This neighborhood which we now know as the Hill was once called Spireworth or Mt. Pleasant. This land was purchased in 1830 by white abolitionist, Simeon Jocelyn, who wanted to create an integrated community here. This neighborhood, outside of the center of New Haven, was modeled off of New Haven with this park, once called the Spireworth Green as the center. The park was renamed Trowbridge Square, after a white man, Thomas R. Trowbridge who developed homes in the area. He also built a home for himself on Columbus Avenue, and was a conductor on the Underground Railroad.
In the 1800s, this community was home to African Americans who had escaped slavery, African Americans who were free, and working class whites, including recent immigrants from Ireland. Despite the fact that this neighborhood was integrated, most of New Haven’s institutions were not.
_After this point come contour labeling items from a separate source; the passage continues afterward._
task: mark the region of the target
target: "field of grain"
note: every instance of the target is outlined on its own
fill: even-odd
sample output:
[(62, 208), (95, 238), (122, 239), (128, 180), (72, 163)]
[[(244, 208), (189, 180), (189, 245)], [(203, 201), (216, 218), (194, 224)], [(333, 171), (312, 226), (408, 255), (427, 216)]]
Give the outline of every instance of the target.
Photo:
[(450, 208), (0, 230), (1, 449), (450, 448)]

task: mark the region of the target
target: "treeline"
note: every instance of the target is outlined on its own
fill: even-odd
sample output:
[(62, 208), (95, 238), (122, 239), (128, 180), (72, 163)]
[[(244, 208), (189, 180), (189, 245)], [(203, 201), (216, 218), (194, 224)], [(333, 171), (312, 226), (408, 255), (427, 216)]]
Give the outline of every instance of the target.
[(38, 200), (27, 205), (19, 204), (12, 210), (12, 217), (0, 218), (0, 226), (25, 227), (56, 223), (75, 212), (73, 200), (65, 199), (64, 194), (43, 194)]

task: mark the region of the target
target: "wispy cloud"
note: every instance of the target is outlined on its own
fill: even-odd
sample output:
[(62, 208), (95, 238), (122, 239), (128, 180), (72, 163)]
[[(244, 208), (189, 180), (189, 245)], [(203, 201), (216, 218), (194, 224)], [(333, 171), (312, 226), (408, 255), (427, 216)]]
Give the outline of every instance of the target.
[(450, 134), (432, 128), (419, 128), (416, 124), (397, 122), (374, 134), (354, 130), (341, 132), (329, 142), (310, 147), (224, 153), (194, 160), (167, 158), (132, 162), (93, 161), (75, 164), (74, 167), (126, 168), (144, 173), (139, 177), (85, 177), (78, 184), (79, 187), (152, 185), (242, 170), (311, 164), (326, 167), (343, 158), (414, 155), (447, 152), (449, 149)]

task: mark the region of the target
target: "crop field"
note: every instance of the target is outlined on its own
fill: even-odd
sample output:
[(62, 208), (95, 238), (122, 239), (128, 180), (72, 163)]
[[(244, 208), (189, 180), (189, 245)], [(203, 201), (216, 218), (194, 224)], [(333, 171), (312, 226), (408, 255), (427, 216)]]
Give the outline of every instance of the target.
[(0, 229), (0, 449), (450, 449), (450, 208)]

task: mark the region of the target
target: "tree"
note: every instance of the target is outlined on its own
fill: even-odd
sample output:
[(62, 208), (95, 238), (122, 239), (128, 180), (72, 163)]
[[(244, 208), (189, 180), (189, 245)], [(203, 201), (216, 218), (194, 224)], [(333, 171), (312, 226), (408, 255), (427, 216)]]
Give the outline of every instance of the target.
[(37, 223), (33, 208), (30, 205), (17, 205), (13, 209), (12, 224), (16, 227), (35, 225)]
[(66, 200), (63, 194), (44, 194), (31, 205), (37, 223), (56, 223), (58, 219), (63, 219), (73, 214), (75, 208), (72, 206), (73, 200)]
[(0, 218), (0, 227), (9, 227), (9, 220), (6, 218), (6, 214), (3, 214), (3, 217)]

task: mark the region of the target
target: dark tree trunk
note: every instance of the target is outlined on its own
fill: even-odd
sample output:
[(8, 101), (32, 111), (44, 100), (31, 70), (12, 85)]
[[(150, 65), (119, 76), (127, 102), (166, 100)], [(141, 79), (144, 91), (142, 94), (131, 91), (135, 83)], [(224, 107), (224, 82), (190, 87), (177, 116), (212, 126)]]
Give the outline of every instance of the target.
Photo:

For example, the schools in New Haven were segregated, which meant that Black children were not permitted to go to school with white children. In response to this, Black communities created their own schools for their children. The first Black school was created in 1811, called the Artisan Street Colored School and was located near Wooster Square. The second Black school -- called the Spireworth or Mt. Pleasant School -- was created in 1825, and stood right here on Carlisle Street off Trowbridge Square Park. Finally, the Goffe Street school was the third Black school, formed in 1864, located in the Dixwell neighborhood.
These schools, unfortunately, lacked resources because they did not have government support. Despite a lack of funding, the schools had Black teachers which made Black students feel more comfortable and connected to their school communities. In 1871 Connecticut passed legislation ending segregation, and the last Black school closed in 1874. Now Black students were able to attend white schools, which were better funded. However, most of the teachers were white, and many Black teachers and principals lost their jobs.